“By the standards of Planet Earth II, felt a little workaday – but then, what doesn’t?”
Galapagos, BBC1
“Presenter Liz Bonnin is personable, fun, has a master’s degree in biology and can dive. However, the film deserved a decent script. The better the pictures, as David Attenborough knows, the better the words need to be, and if you have none good enough, you let the pictures speak for themselves.”
Andrew Billen, The Times
“The problem is that the BBC’s wildlife series are becoming a victim of their own success. This was informative, occasionally gobsmacking and carried an important message. It also, by the standards of Planet Earth II, felt a little workaday – but then, what doesn’t?”
Gabriel Tate, The Telegraph
“Watching this often felt like an episode of early Star Trek, with a shipful of space-age equipment on a mission to explore strange, new worlds. The highlight was a breathtaking submarine journey into the deep-sea darkness, a place less mapped than the moon.”
Matt Baylis, Daily Express
“Galapagos is a uniquely odd place, and this show reflected it with a collection of truly bizarre reports. Liz was helicoptered to the rim of an active volcano and sent half a mile below the sea’s surface to vacuum up starfish — and treated it all with a professional calm.”

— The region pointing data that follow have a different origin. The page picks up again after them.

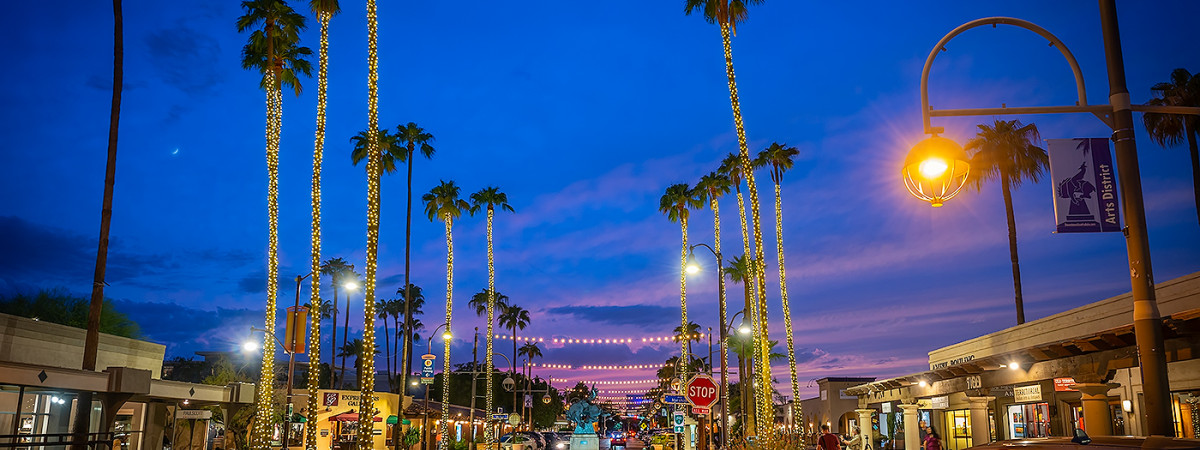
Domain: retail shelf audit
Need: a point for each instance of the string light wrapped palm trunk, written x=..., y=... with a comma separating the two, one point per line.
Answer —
x=315, y=282
x=375, y=168
x=443, y=444
x=684, y=336
x=265, y=394
x=749, y=413
x=748, y=174
x=786, y=311
x=490, y=438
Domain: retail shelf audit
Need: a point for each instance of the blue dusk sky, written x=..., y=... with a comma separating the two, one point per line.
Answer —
x=583, y=113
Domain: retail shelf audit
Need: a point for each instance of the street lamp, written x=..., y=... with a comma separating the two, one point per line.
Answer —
x=425, y=421
x=693, y=268
x=1119, y=115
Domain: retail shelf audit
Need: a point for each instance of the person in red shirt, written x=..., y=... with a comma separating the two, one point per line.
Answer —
x=828, y=441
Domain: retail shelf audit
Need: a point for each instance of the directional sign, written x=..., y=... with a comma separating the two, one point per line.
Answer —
x=701, y=391
x=675, y=400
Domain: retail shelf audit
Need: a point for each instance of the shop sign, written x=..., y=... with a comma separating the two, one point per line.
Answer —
x=975, y=382
x=1027, y=394
x=955, y=361
x=1063, y=384
x=193, y=414
x=942, y=402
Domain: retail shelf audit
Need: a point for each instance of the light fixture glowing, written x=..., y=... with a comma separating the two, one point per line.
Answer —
x=933, y=168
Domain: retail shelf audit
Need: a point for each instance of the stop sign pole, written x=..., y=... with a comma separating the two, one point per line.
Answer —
x=701, y=391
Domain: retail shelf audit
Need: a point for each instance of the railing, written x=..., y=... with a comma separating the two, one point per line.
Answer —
x=57, y=441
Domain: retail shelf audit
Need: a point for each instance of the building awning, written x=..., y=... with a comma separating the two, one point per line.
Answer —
x=351, y=418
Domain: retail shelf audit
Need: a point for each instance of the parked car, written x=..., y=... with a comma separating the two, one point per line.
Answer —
x=1083, y=442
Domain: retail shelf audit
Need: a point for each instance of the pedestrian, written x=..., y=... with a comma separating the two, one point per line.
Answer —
x=933, y=441
x=828, y=441
x=855, y=442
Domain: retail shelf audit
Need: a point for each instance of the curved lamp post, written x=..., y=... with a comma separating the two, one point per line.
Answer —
x=1119, y=115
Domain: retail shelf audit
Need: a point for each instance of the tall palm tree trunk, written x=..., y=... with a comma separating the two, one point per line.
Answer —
x=315, y=282
x=783, y=293
x=1012, y=246
x=443, y=444
x=1191, y=131
x=685, y=336
x=265, y=405
x=749, y=313
x=491, y=318
x=753, y=190
x=91, y=340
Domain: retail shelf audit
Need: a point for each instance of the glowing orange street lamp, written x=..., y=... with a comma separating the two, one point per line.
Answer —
x=935, y=169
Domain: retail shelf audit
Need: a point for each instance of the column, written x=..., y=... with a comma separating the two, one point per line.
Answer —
x=911, y=430
x=864, y=427
x=1097, y=420
x=981, y=426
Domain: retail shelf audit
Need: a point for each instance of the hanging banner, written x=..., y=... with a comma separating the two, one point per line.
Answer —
x=1085, y=185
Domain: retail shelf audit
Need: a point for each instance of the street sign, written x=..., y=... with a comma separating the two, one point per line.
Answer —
x=701, y=391
x=427, y=369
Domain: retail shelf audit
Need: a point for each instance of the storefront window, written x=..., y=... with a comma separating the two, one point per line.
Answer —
x=1030, y=420
x=957, y=430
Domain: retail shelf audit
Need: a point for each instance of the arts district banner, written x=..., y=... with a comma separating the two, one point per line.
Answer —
x=1085, y=185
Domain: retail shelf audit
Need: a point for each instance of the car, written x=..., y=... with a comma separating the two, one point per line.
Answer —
x=1083, y=442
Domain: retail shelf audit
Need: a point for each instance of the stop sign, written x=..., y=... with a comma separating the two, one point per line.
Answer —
x=701, y=391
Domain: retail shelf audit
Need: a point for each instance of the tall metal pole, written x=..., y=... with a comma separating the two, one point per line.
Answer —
x=1147, y=323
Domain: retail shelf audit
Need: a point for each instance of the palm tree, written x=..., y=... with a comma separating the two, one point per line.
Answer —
x=779, y=157
x=275, y=52
x=489, y=198
x=383, y=309
x=1006, y=153
x=412, y=136
x=712, y=187
x=739, y=273
x=336, y=268
x=677, y=203
x=442, y=202
x=1168, y=130
x=729, y=13
x=414, y=303
x=324, y=10
x=514, y=317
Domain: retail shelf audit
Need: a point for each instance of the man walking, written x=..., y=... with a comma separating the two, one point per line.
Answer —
x=828, y=441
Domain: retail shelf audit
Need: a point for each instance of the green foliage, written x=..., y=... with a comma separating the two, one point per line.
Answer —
x=61, y=307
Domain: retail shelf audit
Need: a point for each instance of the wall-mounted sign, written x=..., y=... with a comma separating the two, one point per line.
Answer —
x=1027, y=394
x=942, y=402
x=193, y=414
x=1063, y=384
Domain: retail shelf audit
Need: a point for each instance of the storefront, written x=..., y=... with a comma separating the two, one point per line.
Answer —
x=1075, y=370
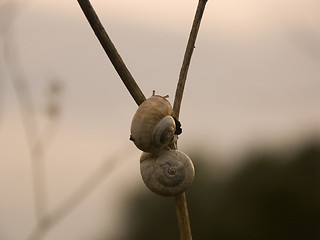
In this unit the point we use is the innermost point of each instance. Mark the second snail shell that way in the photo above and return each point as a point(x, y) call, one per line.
point(153, 127)
point(167, 173)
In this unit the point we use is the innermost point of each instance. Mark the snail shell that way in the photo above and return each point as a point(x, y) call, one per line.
point(167, 173)
point(152, 126)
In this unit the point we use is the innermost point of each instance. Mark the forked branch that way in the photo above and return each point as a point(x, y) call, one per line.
point(111, 51)
point(180, 199)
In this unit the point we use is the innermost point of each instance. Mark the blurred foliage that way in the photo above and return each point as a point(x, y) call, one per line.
point(272, 196)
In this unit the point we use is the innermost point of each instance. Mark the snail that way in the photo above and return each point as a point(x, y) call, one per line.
point(153, 127)
point(167, 173)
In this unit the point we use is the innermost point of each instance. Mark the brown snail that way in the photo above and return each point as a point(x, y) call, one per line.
point(167, 173)
point(153, 127)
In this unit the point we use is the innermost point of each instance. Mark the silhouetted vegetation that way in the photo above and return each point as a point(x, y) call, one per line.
point(272, 196)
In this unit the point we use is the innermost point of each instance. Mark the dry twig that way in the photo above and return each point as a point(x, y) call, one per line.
point(181, 203)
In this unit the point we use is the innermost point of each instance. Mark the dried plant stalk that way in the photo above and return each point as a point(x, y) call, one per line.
point(111, 51)
point(180, 199)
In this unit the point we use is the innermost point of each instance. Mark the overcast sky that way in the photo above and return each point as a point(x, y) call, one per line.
point(254, 79)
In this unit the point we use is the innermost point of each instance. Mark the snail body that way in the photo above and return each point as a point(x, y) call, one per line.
point(153, 126)
point(167, 173)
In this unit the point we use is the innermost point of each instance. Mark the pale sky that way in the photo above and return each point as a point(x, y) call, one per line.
point(253, 80)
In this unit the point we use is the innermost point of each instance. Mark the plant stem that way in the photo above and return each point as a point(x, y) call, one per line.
point(180, 199)
point(187, 58)
point(111, 51)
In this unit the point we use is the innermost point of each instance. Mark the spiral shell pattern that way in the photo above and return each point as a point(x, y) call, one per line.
point(167, 173)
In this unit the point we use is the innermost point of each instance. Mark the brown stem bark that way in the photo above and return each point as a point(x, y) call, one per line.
point(111, 51)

Christopher Stevens, Daily Mail
The Good Fight, More 4
“It’s brilliant. The cast list bursts with talent and the script keeps it simple but doesn’t patronise. It’s the perfect mix of soap, shuffled depositions and sexy legal jargon.”
Julia Raeside, The Guardian
“This is both a set-up ripe with potential and that shamefully rare phenomenon, a showcase for three fascinating, three-dimensional female leads. On the basis of this supremely confident and appealing opening statement, this case could – and should – run and run.”
Gabriel Tate, The Telegraph
“This show is political, it’s dramatic and it’s incredibly well written. But most of all – it’s damn good TV. With this trio at the helm, The Good Fight looks set to continue all of The Good Wife’s good work in style.”
Rebecca Monks, The i
Three Wives, One Husband, Channel 4
“The emotional strains, picked up by a mix of to-the-point interviews with the wives and fixed-rig camera footage, are entirely what you might expect from polygamy. The puzzle is why a kind man such as Abel would be so cruel — or why God would be. In His absence, Abel had better get the third-degree next week or some of us are going to feel cheated.”
Andrew Billen, The Times
“Keen-eyed drama bosses could do well to watch Three Wives, One Husband, which is unfurling into the most complicated soap opera of all time.”